On Thu, Sep 19, 2019, 09:50 Tim Spalding <[log in to unmask]> wrote:

> [I also put this on AUTOCAT. Apologies if you also follow that. This
> falls at the intersection of hand-cataloging, data processing and
> simple AI.]
>
> I wonder if anyone has thoughts on the best way to identify the source
> of summary/description data (520s) across a large corpus of MARC
> records?
>
> My primary goal is to distinguish between more neutral,
> librarian-written summaries, and the more promotional summaries
> derived from publishers sources, whether typed in from flap copy or
> produced by ONIX-MARC conversion. I can see a number of uses for this
> distinction; one is that members of LibraryThing much prefer short,
> neutral descriptions, and abhor the lengthy purple prose of many
> publisher descriptions.
>
> So far I have a few ideas, but I'd love your thoughts on more:
>
> The 520 $c (and $u, $2) ought to have source information. But it's
> rarely filled out. Are there any other "tells"?
>
> Some catalogers put "-- Publisher" or "-- Publisher description" at
> the end of a 520 that comes from a publisher. I'd be interested in
> hearing about other conventions you use or know.
>
> I could compare the MARC descriptions I have with similar data from
> Ingram, Amazon and Bowker, which (mostly) come from publishers. If
> they match, it's probably publisher provided. (All this ignores
> summaries that come from non-library, non-publisher sources.)
>
> 100% accuracy will no doubt elude me, but if I can identify a large
> set of both publisher and non-publisher, I can perhaps use them as a
> training set for a Bayesian filter. It's probably that certain words
> mark something out as publisher-derived—"much-anticipated,"
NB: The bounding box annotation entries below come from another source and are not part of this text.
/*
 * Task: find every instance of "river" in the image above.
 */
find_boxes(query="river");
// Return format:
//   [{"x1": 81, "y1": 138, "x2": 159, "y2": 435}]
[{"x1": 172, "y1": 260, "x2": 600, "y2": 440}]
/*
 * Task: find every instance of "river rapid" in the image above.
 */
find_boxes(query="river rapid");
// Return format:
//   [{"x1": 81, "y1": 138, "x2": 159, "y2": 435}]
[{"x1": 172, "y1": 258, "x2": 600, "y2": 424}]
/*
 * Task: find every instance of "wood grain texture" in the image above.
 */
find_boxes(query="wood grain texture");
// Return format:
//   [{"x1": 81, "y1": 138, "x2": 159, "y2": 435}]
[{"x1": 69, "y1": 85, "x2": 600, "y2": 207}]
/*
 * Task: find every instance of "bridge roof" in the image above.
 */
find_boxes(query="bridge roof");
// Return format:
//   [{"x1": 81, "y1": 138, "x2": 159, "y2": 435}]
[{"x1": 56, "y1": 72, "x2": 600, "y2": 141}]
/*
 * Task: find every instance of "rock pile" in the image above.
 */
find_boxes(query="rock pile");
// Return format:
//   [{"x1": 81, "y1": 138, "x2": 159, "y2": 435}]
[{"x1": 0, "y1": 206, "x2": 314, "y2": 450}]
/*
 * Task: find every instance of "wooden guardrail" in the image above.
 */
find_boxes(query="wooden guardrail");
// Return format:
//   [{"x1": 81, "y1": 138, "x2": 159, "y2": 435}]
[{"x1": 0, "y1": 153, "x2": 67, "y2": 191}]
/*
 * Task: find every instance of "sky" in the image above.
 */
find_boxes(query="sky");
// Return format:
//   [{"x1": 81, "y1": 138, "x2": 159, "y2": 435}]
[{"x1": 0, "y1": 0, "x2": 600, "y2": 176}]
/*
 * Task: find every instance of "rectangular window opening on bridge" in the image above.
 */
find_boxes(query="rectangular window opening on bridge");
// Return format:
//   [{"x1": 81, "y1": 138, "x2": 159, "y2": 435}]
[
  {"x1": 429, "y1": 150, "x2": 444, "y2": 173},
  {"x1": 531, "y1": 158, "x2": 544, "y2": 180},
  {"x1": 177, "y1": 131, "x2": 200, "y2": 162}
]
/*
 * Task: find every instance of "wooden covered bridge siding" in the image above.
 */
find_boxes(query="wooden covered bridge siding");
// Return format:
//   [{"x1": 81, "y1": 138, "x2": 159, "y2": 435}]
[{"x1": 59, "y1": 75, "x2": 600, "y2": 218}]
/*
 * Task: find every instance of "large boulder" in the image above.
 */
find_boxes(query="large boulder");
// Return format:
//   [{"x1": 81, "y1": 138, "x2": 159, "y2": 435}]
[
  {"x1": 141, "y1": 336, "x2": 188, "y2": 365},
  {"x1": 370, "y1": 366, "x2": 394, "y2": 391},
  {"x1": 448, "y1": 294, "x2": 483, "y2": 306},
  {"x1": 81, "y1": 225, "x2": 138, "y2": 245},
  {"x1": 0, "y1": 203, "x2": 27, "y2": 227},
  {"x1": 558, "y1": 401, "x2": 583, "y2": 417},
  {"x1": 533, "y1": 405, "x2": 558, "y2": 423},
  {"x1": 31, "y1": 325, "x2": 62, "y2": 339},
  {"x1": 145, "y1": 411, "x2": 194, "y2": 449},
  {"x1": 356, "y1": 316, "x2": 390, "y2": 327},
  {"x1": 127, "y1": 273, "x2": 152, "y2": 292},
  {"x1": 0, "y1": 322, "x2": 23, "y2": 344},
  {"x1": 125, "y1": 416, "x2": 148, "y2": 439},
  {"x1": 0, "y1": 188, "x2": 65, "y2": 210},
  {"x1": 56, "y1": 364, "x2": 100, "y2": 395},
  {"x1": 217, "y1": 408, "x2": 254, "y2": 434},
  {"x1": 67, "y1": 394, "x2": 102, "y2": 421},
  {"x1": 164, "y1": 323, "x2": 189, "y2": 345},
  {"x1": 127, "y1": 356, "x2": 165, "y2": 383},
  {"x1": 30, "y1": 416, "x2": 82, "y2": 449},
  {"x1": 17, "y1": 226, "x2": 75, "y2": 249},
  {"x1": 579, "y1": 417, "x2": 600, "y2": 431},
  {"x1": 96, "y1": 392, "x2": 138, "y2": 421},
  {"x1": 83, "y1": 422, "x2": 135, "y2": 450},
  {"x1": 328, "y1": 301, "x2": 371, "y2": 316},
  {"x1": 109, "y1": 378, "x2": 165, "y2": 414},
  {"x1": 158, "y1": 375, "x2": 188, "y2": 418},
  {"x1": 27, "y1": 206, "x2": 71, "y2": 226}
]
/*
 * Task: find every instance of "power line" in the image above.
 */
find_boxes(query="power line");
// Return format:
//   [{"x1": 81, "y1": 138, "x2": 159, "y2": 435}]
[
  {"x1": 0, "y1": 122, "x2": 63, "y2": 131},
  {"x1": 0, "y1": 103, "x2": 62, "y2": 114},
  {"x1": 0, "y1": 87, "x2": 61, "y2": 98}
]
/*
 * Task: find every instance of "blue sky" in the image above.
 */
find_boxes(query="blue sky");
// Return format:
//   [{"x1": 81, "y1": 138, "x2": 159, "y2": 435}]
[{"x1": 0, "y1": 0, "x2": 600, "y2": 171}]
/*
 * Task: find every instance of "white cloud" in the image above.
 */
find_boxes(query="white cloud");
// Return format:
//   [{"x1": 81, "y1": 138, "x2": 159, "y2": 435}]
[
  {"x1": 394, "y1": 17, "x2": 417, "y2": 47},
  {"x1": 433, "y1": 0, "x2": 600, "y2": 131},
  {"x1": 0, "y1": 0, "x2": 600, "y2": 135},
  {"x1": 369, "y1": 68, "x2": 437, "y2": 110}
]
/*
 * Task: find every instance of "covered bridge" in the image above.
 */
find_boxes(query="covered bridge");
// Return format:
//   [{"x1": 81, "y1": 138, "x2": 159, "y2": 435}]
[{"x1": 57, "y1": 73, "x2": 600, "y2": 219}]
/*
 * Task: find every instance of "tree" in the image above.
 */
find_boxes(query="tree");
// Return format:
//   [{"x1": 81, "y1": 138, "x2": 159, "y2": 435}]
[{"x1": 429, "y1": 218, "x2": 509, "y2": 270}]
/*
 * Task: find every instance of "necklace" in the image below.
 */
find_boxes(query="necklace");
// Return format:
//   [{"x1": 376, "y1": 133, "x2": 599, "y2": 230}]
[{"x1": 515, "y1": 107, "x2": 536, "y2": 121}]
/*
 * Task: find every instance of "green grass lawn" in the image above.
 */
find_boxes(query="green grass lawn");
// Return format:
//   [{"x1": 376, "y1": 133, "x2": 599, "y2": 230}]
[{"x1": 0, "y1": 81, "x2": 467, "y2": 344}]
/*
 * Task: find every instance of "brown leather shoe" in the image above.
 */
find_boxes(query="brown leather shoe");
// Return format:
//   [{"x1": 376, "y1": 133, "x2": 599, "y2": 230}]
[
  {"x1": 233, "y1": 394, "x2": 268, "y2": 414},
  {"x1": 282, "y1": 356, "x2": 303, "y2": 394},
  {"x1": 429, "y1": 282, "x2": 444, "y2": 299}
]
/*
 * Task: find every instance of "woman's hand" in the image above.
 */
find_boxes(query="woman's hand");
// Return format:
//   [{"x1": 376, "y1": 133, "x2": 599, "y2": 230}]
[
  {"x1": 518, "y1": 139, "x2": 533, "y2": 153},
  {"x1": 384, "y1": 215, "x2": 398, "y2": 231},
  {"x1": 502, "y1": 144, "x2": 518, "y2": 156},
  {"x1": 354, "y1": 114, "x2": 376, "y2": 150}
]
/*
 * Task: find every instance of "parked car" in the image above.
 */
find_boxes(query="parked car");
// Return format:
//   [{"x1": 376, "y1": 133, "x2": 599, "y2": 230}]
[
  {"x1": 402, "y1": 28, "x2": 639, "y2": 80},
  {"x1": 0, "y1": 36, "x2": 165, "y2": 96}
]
> "bestselling," "seminal," etc.
>
> There are legal or OCLC-annoying issues with re-sharing the
> descriptions outright, but we'd be more than willing to what we
> conclude about summaries with the larger cataloging world, such as via
> hash.
>
> What do you think?
>
> Tim Spalding
> LibraryThing
>
> PS: It's probably too far outside my goals, but it would be
> interesting to go farther. As a former classics scholar-in-training,
> I'm tempted to try to automate the creation of a text-critical
> stemma--a tree built by analyzing accumulated changes--and try to peg
> the versions to their contributing institutions. Could be cool, no?